Habeck Grüne brauchen Erfahrungen aus den Ländern

„Der bequemere Weg wäre sicherlich, in Schleswig-Holstein zu bleiben.“

Berlin – Der schleswig-holsteinische Umweltminister und stellvertretende Ministerpräsident Robert Habeck (Grüne) hat seinen Anspruch auf die Spitzenkandidatur bei der Bundestagswahl 2017 mit seiner landespolitischen Erfahrung begründet. „Leute, die in den Ländern Regierungserfahrung gesammelt haben, müssen sich auch für die Gesamtpartei einbringen“, sagte er der „Berliner Zeitung“ (Freitagsausgabe).

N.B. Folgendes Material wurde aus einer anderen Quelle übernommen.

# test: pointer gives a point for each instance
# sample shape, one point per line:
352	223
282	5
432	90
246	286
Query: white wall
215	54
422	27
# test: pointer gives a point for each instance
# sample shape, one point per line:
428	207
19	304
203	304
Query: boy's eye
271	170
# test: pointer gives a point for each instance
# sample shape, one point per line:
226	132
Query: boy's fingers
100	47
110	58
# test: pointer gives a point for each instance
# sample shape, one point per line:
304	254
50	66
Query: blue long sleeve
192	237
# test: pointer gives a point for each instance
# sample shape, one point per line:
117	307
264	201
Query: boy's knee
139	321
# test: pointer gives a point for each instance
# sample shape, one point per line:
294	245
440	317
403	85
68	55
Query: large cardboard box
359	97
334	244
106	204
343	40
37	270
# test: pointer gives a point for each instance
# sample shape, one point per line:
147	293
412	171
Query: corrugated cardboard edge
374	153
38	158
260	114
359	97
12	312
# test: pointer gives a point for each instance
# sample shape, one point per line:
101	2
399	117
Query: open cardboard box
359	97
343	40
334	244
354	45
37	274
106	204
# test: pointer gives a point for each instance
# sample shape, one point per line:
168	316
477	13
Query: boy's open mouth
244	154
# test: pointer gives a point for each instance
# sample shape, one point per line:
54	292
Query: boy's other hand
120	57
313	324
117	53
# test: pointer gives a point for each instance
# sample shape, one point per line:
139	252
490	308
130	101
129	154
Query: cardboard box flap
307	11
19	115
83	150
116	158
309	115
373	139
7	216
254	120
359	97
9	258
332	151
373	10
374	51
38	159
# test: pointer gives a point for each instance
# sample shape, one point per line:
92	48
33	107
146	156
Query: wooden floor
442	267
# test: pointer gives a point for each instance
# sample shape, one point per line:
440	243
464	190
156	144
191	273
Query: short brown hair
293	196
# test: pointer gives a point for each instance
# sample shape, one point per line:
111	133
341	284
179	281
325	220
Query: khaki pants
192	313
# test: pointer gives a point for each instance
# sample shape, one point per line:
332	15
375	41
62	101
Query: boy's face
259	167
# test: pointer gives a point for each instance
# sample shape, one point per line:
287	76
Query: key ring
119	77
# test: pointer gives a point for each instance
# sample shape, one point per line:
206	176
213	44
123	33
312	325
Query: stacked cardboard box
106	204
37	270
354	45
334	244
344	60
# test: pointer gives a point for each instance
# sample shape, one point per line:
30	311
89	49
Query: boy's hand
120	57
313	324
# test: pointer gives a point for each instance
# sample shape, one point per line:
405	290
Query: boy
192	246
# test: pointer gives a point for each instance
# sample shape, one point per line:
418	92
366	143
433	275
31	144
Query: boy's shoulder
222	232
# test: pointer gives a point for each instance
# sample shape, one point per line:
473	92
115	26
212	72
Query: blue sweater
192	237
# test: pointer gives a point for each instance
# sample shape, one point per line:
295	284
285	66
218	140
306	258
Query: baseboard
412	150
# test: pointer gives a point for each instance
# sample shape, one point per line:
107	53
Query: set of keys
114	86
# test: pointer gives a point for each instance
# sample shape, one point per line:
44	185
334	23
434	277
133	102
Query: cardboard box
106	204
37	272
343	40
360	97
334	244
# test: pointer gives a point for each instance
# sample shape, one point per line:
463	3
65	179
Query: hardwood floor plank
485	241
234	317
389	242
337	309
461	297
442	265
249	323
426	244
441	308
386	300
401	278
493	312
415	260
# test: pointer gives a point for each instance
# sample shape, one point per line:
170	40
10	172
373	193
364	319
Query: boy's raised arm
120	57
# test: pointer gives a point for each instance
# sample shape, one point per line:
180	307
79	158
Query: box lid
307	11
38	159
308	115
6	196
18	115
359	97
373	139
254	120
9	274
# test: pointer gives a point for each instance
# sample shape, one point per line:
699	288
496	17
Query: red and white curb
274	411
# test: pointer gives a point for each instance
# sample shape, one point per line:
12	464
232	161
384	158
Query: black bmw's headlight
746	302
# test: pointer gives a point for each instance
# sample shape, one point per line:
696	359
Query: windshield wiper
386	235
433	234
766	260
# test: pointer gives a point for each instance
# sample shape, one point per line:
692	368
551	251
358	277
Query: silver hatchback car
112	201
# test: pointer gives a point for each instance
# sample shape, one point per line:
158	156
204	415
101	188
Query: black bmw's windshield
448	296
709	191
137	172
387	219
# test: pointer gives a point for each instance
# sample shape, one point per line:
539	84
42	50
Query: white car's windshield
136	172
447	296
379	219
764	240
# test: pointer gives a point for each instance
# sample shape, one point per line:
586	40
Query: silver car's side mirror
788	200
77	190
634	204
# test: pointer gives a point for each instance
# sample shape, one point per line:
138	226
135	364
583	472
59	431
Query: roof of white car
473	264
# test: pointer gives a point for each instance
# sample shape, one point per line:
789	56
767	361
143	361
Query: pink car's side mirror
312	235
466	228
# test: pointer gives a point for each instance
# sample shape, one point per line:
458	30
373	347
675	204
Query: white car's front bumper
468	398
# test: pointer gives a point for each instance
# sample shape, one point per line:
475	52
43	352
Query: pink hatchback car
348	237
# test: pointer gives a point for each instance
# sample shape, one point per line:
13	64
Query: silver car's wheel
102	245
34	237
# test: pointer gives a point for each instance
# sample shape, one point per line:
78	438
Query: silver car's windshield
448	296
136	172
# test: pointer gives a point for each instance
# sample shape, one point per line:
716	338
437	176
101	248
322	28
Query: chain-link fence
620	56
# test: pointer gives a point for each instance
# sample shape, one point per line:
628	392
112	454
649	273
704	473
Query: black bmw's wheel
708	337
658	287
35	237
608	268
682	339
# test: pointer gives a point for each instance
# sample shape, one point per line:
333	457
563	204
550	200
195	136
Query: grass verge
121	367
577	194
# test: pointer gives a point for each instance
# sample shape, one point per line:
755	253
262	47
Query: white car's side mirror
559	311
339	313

„Wir haben eine politische Phase erreicht, wo jeder gefordert ist, sein Bestes zu geben. Der bequemere Weg wäre sicherlich, in Schleswig-Holstein zu bleiben.“

Dabei würdigte Habeck den grünen Fraktionsvorsitzenden Anton Hofreiter, der seine Kandidatur ebenfalls bereits angemeldet hat, und den Parteivorsitzenden Cem Özdemir, von dem dies noch erwartet wird. „Die Leute, die infrage kommen, sind alle exzellente Politiker“, erklärte er. „Toni ist ein Politiker, wie man ihn selten findet: Der eine Überzeugung hat, sie lebt und in klarer Sprache artikuliert. Er ist ein starkes Angebot für die Partei. Und Cem hat große Erfahrung und sich jedes Verdienst für die Partei erworben, das man sich nur erwerben kann.“

Am Freitag beginnt in Halle die Bundesdelegiertenkonferenz der Grünen. Die Spitzenkandidaten der Partei für die Bundestagswahl sollen in einer im September 2016 beginnenden Urwahl ermittelt werden.